The Hunger Games: Mockingjay – Part 1
(2014)
Three and half Stars out of Five
PG-13
Katniss Everdeen: Jennifer Lawrence
Peeta Mellark: Josh Hutcherson
Gale Hawthorne: Liam Hemsworth
Haymitch Abernathy: Woody Harrelson
President Snow: Donald Sutherland
Plutach Heavensbee: Philip Seymour Hoffman
President Alma Coin: Julianne Moore
Effie Trinket: Elizabeth Banks
Director: Francis Lawrence
Screenplay: Peter
Craig and Danny Strong
Adaptation: Suzanne Collins from the novel Mockingjay
“Mockingjay” was the concluding novel in a trilogy of Young
Adult fiction by author Suzanne Collins published in 2010 (the first two novels,
“The Hunger Games” and “Catching Fire” were published in 2008 and 2009,
respectively). The owners of the movie franchise created from the Hunger Games
trilogy have split Mockingjay into two parts in the same manner as “The Hobbit”
or “Harry Potter” franchises. While it is easy to criticize the apparent greed
that may well have motivated such a decision, I was very pleased with this Part
1 version of the Mockingjay. I have not read the novel and as such my view is
based solely on the movie’s merits; and of those, it was a pleasing afternoon’s
entertainment.
The Hunger Games: Mockingjay,
Part 1 picks up right where The
Hunger Games: Catching Fire (2013) left off. Our heroine, Katniss (Jennifer
Lawrence) has been plucked from certain death by members of the resistance. She
is flown to the supposedly destroyed District 13 where she is met by the
leaders of the resistance: President Coin (Julianne Moore), Plutarch (Philip
Seymour Hoffman), and her boyfriend, Gale (Liam Hemsworth). The resistance
wants to use her as a propaganda tool to encourage the other districts to rise
up against the Capitol and its President (Donald Sutherland). Initially
repulsed by the falseness of the play acting required of her for this role,
Katniss is drawn in after she visits one of the recently attacked districts and
sees for herself the devastation wrought by Snow and his army of masked
soldiers. To be sure, Katniss has opportunities to display her courage
and moral rectitude in the face of her opponents’ violence and the distracting requirements
of her propaganda duties. She is as well distraught over the Capitol’s use of
her former Hunger Games partner, Peeta (Josh Hutcherson) as the Capitol’s
propaganda tool. She worries for his safety and parlays his rescue into a deal
with President Coin that bears for her some un-welcomed results.
The story line is generally one not uncommon in Young Adult
fiction; that is to say, an adolescent is set against a morally bankrupt enemy
and through their pluck and conviction, they win the day. This movie version
has taken the opportunity to play with certain motifs from current events: the
use of propaganda to recruit volunteers, the fight by guerrillas against a
bigger, far more powerful foe, bombing to suppress the opposition, etc. The lighting
and color choices used by director Francis Lawrence serve well to set a grim
and dark tone to the film. Filming the bombers from ground level helps to
emphasize the inequality of the power distribution between the two sets of
combatants in this story. The aftermath
of a “fire bombing” paints in too vivid colors the grisly costs of war. These
techniques help to push this movie into much darker regions that those
usually inhabited by YA fiction; to give the movie a gritty feel of reality.

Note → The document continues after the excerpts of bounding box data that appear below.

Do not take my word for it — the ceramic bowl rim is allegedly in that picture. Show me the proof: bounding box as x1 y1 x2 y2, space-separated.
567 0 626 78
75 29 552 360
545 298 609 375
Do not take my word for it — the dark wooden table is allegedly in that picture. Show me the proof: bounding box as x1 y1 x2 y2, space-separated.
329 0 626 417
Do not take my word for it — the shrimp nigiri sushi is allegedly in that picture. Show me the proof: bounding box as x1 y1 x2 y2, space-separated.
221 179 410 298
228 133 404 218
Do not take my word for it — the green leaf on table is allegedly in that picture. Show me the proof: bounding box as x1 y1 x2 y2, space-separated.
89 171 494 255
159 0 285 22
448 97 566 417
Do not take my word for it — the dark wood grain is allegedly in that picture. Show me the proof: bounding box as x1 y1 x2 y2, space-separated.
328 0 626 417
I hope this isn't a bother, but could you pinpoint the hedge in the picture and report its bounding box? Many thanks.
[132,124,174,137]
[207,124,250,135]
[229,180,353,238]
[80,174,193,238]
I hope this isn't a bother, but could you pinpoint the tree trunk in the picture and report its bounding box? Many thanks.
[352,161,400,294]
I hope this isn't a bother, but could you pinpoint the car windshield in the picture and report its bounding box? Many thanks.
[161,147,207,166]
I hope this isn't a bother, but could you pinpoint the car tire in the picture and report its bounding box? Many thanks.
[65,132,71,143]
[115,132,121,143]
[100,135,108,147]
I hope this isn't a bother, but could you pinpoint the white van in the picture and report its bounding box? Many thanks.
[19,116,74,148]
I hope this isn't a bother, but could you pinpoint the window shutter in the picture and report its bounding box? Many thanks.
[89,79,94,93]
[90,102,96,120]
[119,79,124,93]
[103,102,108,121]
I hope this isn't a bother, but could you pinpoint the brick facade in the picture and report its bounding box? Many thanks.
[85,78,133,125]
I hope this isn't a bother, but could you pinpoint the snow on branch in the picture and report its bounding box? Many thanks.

Indeed, director Lawrence tries and to some extent succeeds in making this
story fairly realistic in terms of the hellishness of war; while there is a
fantasy element to Katniss’ successes, there is a stark reality to the misery
and actual costs of war.
The acting by Jennifer Lawrence is per her usual standards
set to a high mark. As noted, her character succeeds where most would fail, and
this pulls the story out of a more reality-based genre and back into the Young
Adult genre it originally inhabited. But on several occasions, the Katniss
character is placed in situations (e.g. Peeta's imprisonment and her confused love for him vs. her faltering love for Gale) wherein Lawrence’s ability to emote can
settle the story back into a realm to which anyone can relate. Some notable acting is
brought forth by the ensemble of Moore as the rebel’s determined and
emotionally wounded president, Hutcherson as the tortured Peeta, or even the
de-wigged/jumpsuit-wearing Banks as Effie bringing a comic element to the movie.
Additionally, how the scenes by Hoffman as Plutach complicated by his far too untimely
death in the real world affected the production of this movie (dedicated to his
memory) were accomplished is really impressive.
Bottom-line, this movie brings a young adult’s novel to life
for adults of all ages. It touches at times too lightly and at other times with
some effect on subjects that are of concern and germane to today’s world, and primarily
with the deft acting skills of Jennifer Lawrence, it brings to life the emotional
scars such a story might well lay on anyone, even a young adult heroine.